People who analyze or manipulate data on a regular basis very quickly figure out how imperfect data can be. Scott Alexander has a great post about this. Take surveys for example. The data can be screwed up in many ways. People can misread and misinterpret questions; willfully lie in their answers, either to troll the survey-taker or because they’re embarrassed by their answer; or answer as their idealized self as opposed to their actual self. Usually, this doesn’t matter because if you collect enough information, you’ll generally be able to sort signal from noise and draw some conclusions. But, sometimes being off just a little can lead to mistaken beliefs that have dire consequences (see Brexit or Donald Trump’s election).

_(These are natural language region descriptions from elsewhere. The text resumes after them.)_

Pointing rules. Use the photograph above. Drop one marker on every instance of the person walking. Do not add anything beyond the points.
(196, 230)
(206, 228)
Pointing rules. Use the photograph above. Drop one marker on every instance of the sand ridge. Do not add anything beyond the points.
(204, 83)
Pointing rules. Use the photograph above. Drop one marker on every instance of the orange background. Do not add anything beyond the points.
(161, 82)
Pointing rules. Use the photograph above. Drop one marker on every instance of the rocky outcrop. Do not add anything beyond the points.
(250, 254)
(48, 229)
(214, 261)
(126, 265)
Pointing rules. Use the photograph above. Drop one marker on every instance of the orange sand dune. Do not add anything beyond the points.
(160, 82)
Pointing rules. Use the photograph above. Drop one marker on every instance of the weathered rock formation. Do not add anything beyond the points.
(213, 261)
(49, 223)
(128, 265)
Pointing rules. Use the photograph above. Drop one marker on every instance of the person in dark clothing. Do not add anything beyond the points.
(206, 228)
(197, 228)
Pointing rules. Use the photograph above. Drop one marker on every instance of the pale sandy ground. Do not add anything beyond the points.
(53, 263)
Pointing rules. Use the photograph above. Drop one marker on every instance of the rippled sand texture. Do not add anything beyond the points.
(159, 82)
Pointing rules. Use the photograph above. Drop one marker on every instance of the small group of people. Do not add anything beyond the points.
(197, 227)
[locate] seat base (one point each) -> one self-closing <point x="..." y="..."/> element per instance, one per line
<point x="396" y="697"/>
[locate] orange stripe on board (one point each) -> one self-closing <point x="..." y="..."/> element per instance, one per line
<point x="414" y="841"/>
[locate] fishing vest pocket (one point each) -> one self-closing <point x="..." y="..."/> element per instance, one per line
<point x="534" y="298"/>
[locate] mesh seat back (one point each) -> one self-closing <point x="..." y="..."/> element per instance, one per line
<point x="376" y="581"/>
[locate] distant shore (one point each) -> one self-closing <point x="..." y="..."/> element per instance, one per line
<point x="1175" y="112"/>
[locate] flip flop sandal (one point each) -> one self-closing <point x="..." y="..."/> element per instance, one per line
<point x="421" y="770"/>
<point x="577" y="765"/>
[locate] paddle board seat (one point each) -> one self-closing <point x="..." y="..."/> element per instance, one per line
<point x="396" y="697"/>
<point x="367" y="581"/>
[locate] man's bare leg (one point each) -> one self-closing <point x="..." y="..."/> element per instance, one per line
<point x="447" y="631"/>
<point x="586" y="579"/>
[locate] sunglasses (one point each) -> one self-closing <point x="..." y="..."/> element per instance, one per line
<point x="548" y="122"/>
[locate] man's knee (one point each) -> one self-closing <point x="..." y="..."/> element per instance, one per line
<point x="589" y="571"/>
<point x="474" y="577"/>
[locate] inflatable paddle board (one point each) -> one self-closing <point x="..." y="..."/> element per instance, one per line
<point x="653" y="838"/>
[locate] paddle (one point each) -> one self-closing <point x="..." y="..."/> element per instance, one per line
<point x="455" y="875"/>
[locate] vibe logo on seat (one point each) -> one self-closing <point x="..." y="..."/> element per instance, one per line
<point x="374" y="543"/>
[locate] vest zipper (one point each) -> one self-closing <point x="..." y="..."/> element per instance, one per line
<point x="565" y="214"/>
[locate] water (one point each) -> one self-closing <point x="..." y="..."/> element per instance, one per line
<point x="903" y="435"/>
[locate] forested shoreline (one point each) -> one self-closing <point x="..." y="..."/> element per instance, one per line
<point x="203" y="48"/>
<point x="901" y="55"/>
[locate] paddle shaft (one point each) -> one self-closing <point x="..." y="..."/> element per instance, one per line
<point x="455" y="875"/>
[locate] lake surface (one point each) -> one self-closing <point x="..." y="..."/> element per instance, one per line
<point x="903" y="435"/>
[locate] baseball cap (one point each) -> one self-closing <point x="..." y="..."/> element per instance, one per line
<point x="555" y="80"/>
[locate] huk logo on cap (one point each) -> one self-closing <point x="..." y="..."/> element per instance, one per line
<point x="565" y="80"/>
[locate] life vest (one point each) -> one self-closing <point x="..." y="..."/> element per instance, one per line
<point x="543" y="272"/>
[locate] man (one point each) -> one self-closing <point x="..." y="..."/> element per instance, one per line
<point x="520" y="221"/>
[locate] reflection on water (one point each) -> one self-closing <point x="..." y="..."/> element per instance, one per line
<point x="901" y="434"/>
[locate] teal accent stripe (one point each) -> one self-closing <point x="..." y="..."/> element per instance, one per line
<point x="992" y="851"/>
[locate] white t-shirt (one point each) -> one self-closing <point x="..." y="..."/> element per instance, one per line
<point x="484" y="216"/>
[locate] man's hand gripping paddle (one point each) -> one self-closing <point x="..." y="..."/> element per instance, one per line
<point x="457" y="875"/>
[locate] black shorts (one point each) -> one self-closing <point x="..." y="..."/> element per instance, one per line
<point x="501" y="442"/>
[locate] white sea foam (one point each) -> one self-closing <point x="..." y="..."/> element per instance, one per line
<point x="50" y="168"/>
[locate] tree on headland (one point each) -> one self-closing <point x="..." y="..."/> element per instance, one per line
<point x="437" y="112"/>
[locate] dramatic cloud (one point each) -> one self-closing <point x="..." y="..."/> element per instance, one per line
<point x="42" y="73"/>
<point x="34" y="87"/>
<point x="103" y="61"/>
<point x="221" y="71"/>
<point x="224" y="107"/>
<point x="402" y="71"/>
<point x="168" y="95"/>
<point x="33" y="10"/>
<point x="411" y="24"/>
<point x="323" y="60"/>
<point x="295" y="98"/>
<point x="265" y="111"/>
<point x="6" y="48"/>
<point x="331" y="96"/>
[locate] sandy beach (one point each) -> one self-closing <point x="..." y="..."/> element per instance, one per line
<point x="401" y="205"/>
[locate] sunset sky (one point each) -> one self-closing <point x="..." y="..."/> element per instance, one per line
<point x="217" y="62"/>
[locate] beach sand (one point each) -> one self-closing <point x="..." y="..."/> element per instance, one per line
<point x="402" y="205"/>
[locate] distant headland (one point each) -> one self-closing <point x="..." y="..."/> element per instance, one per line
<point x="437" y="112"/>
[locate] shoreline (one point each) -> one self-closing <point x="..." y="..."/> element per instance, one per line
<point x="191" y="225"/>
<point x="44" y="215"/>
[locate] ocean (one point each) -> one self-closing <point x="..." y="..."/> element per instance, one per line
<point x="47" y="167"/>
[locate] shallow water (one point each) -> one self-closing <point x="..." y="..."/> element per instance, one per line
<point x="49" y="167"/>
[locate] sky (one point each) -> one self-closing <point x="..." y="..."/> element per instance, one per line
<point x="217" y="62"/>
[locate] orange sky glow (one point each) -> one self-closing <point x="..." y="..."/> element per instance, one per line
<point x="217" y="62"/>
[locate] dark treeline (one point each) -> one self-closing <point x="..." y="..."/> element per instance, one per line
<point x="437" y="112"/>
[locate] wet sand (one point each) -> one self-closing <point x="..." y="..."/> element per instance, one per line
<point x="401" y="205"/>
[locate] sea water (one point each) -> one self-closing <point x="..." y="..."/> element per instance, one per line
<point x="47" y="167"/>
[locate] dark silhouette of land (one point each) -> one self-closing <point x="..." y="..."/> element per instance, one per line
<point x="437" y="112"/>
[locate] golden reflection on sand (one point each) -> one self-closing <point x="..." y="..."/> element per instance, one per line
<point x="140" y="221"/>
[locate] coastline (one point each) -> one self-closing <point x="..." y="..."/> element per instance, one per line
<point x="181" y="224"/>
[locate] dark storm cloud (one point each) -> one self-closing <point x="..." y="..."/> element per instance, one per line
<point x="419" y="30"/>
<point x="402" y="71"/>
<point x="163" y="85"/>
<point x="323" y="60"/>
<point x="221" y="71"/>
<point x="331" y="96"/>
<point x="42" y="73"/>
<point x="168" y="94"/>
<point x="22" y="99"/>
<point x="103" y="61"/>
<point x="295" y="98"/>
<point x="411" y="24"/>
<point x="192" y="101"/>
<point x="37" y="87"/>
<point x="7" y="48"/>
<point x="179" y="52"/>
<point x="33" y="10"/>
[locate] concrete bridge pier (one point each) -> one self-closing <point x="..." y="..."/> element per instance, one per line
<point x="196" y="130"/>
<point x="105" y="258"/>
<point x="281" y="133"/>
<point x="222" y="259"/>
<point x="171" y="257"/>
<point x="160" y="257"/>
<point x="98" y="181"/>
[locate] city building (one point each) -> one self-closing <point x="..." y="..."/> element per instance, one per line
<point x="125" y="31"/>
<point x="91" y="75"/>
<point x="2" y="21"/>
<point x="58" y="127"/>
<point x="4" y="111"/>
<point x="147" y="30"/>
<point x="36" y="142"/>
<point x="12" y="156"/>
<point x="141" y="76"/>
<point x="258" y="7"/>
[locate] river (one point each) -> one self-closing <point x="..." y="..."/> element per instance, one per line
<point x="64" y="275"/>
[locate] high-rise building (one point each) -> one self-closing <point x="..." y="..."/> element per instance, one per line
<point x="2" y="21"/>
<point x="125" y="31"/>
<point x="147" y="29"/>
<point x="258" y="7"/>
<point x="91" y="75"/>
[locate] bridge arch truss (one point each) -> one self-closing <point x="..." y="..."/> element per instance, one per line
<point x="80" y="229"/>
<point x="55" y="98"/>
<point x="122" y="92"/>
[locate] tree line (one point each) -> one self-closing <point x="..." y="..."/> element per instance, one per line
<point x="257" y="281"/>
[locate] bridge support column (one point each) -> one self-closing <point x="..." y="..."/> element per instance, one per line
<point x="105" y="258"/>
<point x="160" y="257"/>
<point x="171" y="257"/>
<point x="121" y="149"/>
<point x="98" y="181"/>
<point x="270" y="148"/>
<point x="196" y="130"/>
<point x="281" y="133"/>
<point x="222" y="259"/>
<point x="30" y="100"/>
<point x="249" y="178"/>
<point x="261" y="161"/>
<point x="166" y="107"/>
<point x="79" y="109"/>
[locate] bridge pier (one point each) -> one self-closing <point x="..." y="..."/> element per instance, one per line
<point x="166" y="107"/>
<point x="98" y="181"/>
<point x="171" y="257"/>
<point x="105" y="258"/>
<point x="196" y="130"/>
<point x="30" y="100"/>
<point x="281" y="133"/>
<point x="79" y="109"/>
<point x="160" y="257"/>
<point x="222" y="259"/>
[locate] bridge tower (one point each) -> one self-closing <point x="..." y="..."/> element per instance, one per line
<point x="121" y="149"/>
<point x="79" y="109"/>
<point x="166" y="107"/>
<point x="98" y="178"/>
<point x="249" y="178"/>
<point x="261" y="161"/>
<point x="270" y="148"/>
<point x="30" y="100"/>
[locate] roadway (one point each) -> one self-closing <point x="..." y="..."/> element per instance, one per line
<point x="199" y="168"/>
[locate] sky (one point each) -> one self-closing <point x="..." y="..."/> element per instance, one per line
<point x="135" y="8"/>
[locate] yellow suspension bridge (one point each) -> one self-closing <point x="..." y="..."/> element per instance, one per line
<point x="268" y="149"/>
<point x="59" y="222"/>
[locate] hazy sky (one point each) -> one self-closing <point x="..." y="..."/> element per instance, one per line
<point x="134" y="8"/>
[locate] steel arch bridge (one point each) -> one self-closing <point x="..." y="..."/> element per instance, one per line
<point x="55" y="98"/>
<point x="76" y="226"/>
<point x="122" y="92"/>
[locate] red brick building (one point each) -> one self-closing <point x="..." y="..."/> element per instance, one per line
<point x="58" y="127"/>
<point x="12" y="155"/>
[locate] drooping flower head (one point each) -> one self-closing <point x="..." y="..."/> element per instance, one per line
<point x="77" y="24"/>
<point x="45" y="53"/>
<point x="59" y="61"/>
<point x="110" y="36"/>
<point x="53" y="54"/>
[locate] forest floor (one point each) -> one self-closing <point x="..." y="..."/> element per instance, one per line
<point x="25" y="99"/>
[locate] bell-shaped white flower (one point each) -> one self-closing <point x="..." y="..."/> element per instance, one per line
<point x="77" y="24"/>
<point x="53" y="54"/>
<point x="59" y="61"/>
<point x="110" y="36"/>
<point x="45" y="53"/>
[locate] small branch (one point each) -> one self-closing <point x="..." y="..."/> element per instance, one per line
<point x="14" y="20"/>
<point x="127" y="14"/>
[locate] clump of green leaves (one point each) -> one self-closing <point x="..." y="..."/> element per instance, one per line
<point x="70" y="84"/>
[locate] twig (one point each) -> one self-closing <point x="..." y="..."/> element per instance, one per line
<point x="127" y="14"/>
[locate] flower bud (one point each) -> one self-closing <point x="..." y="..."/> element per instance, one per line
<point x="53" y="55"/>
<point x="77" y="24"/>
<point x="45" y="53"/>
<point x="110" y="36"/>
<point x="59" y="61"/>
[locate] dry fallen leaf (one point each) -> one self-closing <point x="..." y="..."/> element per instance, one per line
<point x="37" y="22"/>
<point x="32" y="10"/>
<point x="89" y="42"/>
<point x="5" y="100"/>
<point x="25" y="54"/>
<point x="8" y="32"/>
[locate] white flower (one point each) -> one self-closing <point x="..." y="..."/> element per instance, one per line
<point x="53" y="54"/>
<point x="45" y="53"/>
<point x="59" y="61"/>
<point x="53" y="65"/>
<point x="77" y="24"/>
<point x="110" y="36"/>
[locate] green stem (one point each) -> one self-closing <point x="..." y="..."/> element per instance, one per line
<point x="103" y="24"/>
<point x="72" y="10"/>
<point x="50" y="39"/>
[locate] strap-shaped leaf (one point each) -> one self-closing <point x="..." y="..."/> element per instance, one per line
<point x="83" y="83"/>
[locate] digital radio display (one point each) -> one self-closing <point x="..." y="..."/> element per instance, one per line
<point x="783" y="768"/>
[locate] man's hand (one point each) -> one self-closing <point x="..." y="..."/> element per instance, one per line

Now how does this relate to coronavirus? Well, take the CDC’s website for example. It tells you on May 9, 2020, there were 1,274,036 cases of coronavirus and 77,034 deaths. The precise count leads you to think that the numbers are accurate, but that couldn’t be further from the truth. Though these numbers are prominently displayed, if you click on the “About the Data” footnote, it brings you to a section explaining that those numbers are based on “confirmed & probable cases”. Don’t let the word probable fool you. For a probable case to be reported, someone had to say, “this has not been confirmed by a laboratory test, but they displayed the symptoms for it.” This means that a large number of asymptomatic cases go uncounted and who knows how many deaths. On a theoretical level, we know that the reported cases aren’t accurate, but we don’t really grasp how inaccurate they are. We probably think, “Okay, so obviously there’s not exactly 1,274,036 cases and 77,034 deaths, but that means that there’s probably around 1.3 million cases and 80k deaths.” But the reality of the situation is those reported cases can be off by orders of magnitude. Instead of 1.3 million cases, there could be 2.6 million, or 3.9 million. Instead of 80k deaths, there could be 160k deaths, or 240k deaths. We just don’t know. With deaths especially, we won’t know the toll until months later when we can compare how many people have died compared to the baseline. And that’s the problem. You might say that those are just numbers I made up, and I would concede your point. But, what’s important to remember is that the numbers reported by the CDC everyday is the absolute baseline. A year from now, we might discover that there were actually 160k or 240k deaths by May 9th caused by coronavirus, but we will definitely no discover that there were less than 77,034. Fog of war is dangerous indeed. Here, we mistake precision for accuracy.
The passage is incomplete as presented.